Капитан Костя, у которого рост под два метра и очень крепкое сложение, выходит со своего места в строю, протягивает левую руку поверх толпы, которая теснится вокруг младшего офицера, просовывает пальцы под воротник сержанта и сжимает ему горло. Задыхаясь, сержант синеет, таращит глаза и обмякает. Костя вытаскивает его из толпы и волочит к задней стороне строя, прислоняет его спиной к цементной ограде, после чего отпускает. Военный-срочник, весь синюшный, вбирает воздух в грудь и молниеносно бросается к Косте с поднятыми кулаками. Одним прыжком я оказываюсь рядом с Костей, который останавливает меня и шипит в лицо сержанту:
– Слушай, тот, на которого ты поднял руку, – старшина, и если ты попадешь в когти к старшинам, тебе никто не поможет – даже тот полковник из военной контрразведки, который привел тебя сюда год назад и сделал сержантом. Ты знаешь, кто. Тот, которому твоя мать-проститутка сосет х… Видишь, мы тоже кое-что знаем о тебе – не только ты о нас. Что? Хочешь драться со мной? Хочешь мне показать, что ты занимаешься боксом у юниоров в «Стяуа»? Давай, попробуй!
– Вы об этом пожалеете! – тяжело дыша, говорит сержант.
– Знаю.

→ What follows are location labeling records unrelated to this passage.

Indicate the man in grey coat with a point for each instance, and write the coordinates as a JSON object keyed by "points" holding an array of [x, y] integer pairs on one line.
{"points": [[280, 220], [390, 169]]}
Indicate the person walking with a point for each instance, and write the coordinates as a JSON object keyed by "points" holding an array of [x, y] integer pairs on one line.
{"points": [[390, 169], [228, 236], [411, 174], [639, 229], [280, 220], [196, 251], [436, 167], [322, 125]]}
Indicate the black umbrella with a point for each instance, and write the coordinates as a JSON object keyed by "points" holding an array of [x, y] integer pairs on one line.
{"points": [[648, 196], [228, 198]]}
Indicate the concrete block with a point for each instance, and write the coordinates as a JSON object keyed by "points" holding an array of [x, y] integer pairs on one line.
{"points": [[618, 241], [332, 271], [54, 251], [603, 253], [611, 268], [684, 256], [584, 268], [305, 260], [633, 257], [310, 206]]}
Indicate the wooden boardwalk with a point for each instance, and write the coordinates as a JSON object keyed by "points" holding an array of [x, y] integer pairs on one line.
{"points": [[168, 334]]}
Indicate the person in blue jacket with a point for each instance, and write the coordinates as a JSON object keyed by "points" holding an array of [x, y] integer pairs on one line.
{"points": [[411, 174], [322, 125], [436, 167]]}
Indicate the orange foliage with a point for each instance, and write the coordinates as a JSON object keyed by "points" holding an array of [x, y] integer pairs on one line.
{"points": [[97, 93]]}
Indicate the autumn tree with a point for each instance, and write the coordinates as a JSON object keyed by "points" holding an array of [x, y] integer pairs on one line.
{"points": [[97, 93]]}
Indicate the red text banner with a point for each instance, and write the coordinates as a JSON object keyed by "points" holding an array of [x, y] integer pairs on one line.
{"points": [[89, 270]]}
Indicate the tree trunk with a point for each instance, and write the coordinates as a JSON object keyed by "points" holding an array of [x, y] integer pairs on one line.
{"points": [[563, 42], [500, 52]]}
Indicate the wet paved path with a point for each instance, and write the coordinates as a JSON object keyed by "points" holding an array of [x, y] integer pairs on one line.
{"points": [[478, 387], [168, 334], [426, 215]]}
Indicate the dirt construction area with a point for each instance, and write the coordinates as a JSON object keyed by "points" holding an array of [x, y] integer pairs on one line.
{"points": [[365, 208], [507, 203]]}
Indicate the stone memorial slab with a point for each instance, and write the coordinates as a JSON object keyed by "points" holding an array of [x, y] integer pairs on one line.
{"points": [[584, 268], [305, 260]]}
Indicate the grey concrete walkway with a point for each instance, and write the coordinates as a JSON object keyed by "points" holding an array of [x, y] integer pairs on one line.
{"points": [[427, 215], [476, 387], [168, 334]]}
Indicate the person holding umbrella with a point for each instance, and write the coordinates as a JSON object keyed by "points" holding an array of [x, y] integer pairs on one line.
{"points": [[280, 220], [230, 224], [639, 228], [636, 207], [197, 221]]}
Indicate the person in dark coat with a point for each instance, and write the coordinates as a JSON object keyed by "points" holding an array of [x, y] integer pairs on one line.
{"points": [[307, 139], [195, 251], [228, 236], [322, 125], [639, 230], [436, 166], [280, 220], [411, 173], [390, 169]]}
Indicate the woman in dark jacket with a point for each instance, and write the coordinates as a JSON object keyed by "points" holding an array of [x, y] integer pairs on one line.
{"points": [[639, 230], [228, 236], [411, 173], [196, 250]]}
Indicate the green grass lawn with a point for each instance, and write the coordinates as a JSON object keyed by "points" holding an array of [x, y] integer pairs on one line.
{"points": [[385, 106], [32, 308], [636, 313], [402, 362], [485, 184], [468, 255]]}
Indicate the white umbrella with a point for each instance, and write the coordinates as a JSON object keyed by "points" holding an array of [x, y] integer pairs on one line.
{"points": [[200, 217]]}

Но ты пожалеешь еще больше, если не исчезнешь с моих глаз в три секунды! Раз…
Сержант поворачивается и бросается бежать. Все произошло молниеносно, и я поражен. Командир части, который стоял, не двигаясь, перед строем, видел сцену и спрашивает Костю:
– Что случилось, товарищ капитан?
– А, да ничего. Не беспокойтесь. Один солдат, срочник, не знаю, что он потерял здесь, среди кадров.
Командир оборачивается к старшине, который вызвал переполох и от которого уже отступили те, кто его осаждал:
– Товарищ старшина, госпожа Дьякону говорила, как настоящий коммунист, тебе не следует обижаться.
– Наоборот! – кричит старшина. – Я сказал, что хочу ей помочь! Я дам ей оружие из пирамиды боевой тревоги! Она сказала, что хочет сражаться с оружием в руках!
– А ты не будешь сражаться?
– Мы вам нужны, чтобы сражаться?
– Да. Не забывай, что враги страны только и ждут. Русская авиация уже у восточной границы.
– Ага, русские! Теперь мы оказались способными сражаться. Вы вспомнили, товарищ командир, что мы способны сражаться. До сих пор нас топтали ногами, в нас плевали, увольняли в запас, наказывали, а теперь нас призывают спасать страну. До вчерашнего дня мы были отребьем для товарища полковника Друмезы и неспособными ни на что для капитана товарища Шошу! А теперь вы хотите, чтобы мы были защитниками страны и партии! Тогда пусть идут сражаться товарищ Шошу и товарищ Друмеза.